By Minami Funakoshi
TOKYO (Reuters) - Honda Motor Co's <7267.T> new chief executive said the Japanese automaker has no plans for now to provide financial aid to Takata Corp (7312.T), the air bag supplier at the center of a costly global safety recall that has dented Honda's public image as well as its earnings.
Speaking at his first news conference since taking the helm in June, Takahiro Hachigo said on Monday Honda has now set aside enough this year to cover the cost of recalling over 2 million cars with potentially faulty air bag parts made by Takata. The automaker recently restated last year's earnings to account for additional costs.
"We have money budgeted for quality-related costs, as we did last year, and we think we can respond within this allocated amount," Hachigo told reporters in the capital. Last month Honda revised its operating profit for the year ended March to 606.88 billion yen ($4.92 billion) from the 651.68 billion yen it reported in April to account for expanded recall costs.
At 55, Hachigo, begins his stewardship of Japan's third-biggest auto maker with a mission to restore the firm's reputation for quality. In the Takata air bag safety scare regulators have linked eight deaths to the component, all in cars made by Honda.
Hachigo's predecessor Takanobu Ito and other executives took a pay cut last October following a fifth recall of its Fit hybrid subcompact in a year, which had quality glitches unrelated to Takata-made inflators.

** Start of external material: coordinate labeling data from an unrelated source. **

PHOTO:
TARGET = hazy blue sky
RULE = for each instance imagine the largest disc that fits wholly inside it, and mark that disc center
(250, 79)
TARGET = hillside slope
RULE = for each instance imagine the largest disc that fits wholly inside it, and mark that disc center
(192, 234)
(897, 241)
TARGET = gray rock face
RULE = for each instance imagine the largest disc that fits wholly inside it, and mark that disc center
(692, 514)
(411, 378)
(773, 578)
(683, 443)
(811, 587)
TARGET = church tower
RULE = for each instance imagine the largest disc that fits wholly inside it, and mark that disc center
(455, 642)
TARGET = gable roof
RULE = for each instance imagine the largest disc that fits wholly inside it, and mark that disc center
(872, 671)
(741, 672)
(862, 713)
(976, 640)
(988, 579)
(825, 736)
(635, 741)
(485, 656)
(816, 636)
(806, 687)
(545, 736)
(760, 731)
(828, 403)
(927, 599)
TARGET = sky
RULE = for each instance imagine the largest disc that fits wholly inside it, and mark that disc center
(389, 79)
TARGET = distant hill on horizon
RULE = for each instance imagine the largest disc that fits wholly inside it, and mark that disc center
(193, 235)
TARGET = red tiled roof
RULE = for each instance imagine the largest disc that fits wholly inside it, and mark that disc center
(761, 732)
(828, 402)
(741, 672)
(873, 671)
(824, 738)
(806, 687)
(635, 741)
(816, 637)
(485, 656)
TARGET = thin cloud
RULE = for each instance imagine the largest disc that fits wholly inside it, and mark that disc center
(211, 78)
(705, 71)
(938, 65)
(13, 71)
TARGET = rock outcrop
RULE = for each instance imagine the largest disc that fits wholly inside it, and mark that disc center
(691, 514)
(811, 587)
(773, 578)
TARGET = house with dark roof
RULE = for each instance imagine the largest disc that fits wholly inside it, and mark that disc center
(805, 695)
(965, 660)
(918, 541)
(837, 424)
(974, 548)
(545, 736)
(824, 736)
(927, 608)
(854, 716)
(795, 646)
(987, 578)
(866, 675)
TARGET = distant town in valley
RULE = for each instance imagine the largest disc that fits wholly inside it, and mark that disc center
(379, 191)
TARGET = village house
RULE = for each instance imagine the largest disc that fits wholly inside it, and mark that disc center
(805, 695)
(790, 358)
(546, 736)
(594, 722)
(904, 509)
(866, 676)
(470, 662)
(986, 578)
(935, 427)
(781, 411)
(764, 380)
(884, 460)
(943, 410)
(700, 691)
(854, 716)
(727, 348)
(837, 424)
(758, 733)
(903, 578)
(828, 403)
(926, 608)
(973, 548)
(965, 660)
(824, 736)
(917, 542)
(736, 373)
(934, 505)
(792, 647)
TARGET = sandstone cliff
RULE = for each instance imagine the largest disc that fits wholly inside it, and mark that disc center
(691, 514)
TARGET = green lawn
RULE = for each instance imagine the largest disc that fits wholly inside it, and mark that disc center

In total, tens of million of cars carrying Takata-made parts have been recalled around the world by a range of auto makers. Some Takata air bag inflators have exploded with too much force, spraying shrapnel inside vehicles, regulators have found.
As Hachigo seeks to develop business, he said on Monday the company remains open to alliances with other automakers - as long as such tieups are of benefit to Honda.
In one such deal the Japanese firm already has an alliance with General Motors Co (GM.N) to develop hydrogen fuel-cell technology.
Hachigo also said Honda began building cars in Africa this month by retooling part of a factory in Nigeria that previously made motorcycles. The company plans to produce 1,000 of its Accord sedans annually at the plant, with a view to boosting production if the local market grows.